Au début des années 70’ l’amateur de rock avait ses disques vinyles, ses journaux et magazines souvent anglo-saxons (qu’il devait dénicher dans les kiosques des Champs-Elysées ou les Drugstores) pour une meilleure qualité d’information sur les groupes peu connus qui écumaient le circuit des clubs anglais voire américains et de rares émissions de radio, comme le Pop Club sur France Inter, reléguées à des heures indues pour un scolaire lambda comme moi.
A la télévision, une seule émission – mais de qualité – POP2 présentée par Patrice Blanc-Francard entre 1970 et 1973 sur la seconde chaîne, précédée quelques années plus tôt par l’émission Bouton Rouge de Pierre Lattès (1967). Pour les gens de ma génération, passionnés de rock, l’évocation de ces deux émissions nous arrache encore des sanglots de bonheur. A une époque où le rock n’avait pas investi la vie de tous mais restait un plaisir d’esthètes et d’érudits – snobés pour ne pas dire méchamment critiqués par la société toute entière – voir nos idoles en action sur les petits écrans relevait de l’apparition miraculeuse reléguant Bernadette Soubirous au rang d’anecdote.

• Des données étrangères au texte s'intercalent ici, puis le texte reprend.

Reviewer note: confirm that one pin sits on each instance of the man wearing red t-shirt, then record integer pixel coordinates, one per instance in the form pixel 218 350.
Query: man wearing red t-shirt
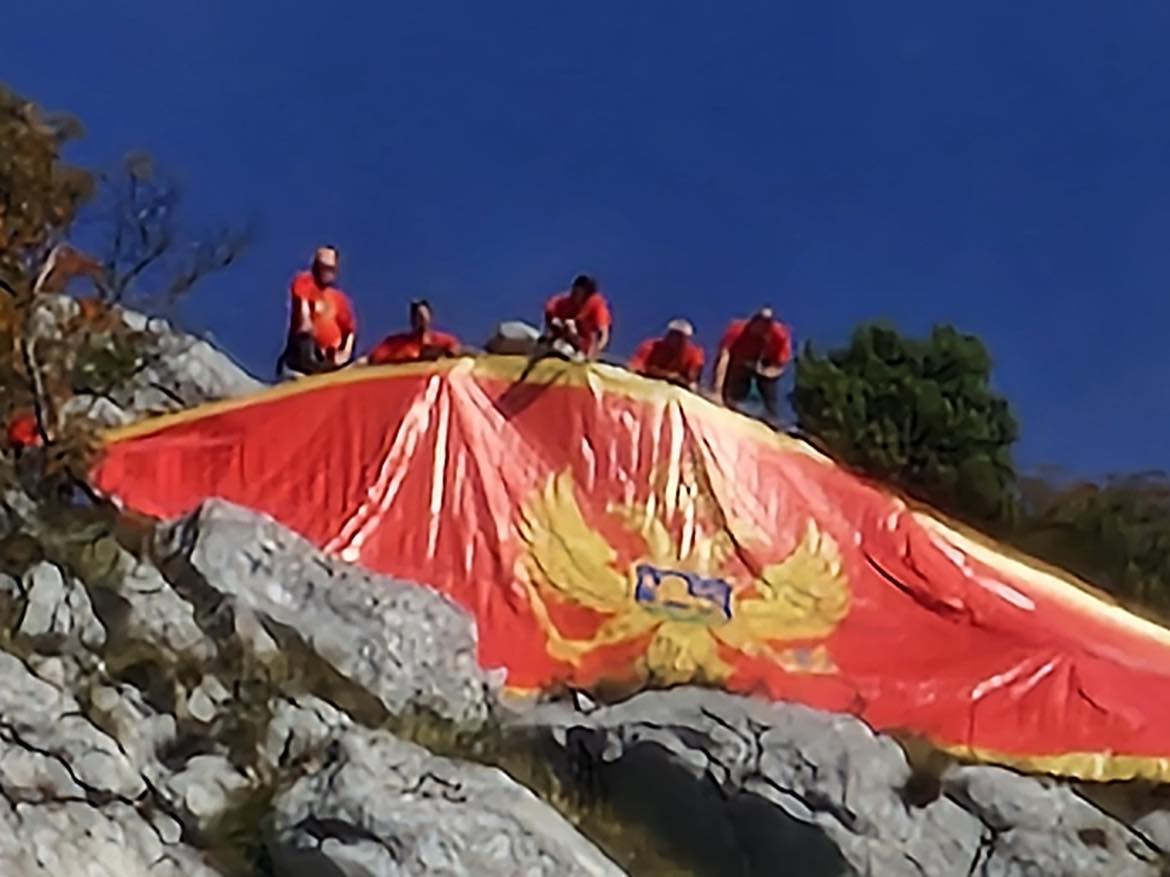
pixel 322 326
pixel 420 344
pixel 672 358
pixel 752 352
pixel 579 317
pixel 23 432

Les matériels d’écoute et d’enregistrements eux aussi nous manquaient cruellement car réservés aux professionnels ou aux fortunés. Les chaînes stéréo commençaient à remplacer nos tourne-disques, bientôt suivies par les chaînes hi-fi. Pour les enregistrements, le bon vieux magnétophone à bande gros comme une valise auquel succéderait le magnéto K7 plus léger, quant à enregistrer la TV inutile d’y penser, le magnétoscope était hors de prix et encore peu répandu.

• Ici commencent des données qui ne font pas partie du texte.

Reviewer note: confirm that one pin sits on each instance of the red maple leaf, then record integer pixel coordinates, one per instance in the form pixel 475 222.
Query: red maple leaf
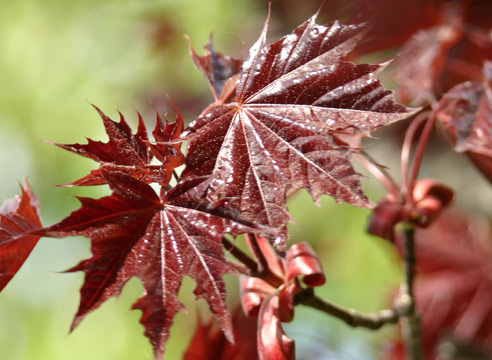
pixel 135 232
pixel 438 58
pixel 293 98
pixel 465 116
pixel 19 218
pixel 132 153
pixel 217 68
pixel 454 284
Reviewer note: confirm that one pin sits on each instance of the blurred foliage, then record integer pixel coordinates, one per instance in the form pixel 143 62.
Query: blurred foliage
pixel 55 54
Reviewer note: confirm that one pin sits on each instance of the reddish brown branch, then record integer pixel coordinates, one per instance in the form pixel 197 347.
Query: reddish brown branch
pixel 350 316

Avant que POP2 ne commence, j’installais sur la table de la salle à manger familiale mon magnéto à bande, relié au téléviseur par un long câble et dès le générique j’enclenchais l’enregistrement. Bien entendu tout cela sous les sarcasmes de mes parents dont je n’avais que faire, heureux comme un conquistador découvrant l’or Inca, j’accumulais mes prises et me les repassais sans fin dans ma petite chambre, à l’abri des regards et oreilles des béotiens ignares.

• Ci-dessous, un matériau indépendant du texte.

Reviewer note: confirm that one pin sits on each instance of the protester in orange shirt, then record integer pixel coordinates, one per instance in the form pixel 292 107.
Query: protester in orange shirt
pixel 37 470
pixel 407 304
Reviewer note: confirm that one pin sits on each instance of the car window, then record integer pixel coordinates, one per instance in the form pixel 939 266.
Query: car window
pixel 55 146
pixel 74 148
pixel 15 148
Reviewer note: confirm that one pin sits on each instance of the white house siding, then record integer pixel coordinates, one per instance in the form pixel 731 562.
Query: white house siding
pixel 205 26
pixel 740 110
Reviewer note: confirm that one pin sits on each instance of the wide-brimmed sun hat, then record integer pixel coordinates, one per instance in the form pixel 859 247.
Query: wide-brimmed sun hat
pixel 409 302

Quand en mai 1971, POP2 diffusa un concert privé des Rolling Stones enregistré au Marquee de Londres ça fit du boucan dans le landerneau ! Il nous fallait absolument cette bande à n’importe quel prix. La suite, ce sont des enregistrements audio au son pourri recopiés à l’infini sur des K7 qu’on s’échangeait sous le manteau – comme des photos coquines aux abords de Pigalle – entre initiés. Plus tard, la technologie évoluant, ces mêmes sources ressortirent en CD et même en DVD nettoyées et restaurées qui nous coûtèrent la peau des fesses – c'est-à-dire l’or des Incas une fois encore.
Aussi aujourd’hui, en souvenir de ces temps mémorables et nostalgiques, pour tous ceux qui comme moi ont mis beaucoup de leur vie dans cette musique, je vous propose cette fameuse émission du 22 mai 1971, désormais en ligne sur la toile grâce à l’INA. Le concert des Rolling Stones est précédé d’un extrait du film Memo From Turner avec Mick Jagger qui en chante le thème.
Si vous voulez remonter le temps avec moi, en voiture, c’est ici que ça se passe !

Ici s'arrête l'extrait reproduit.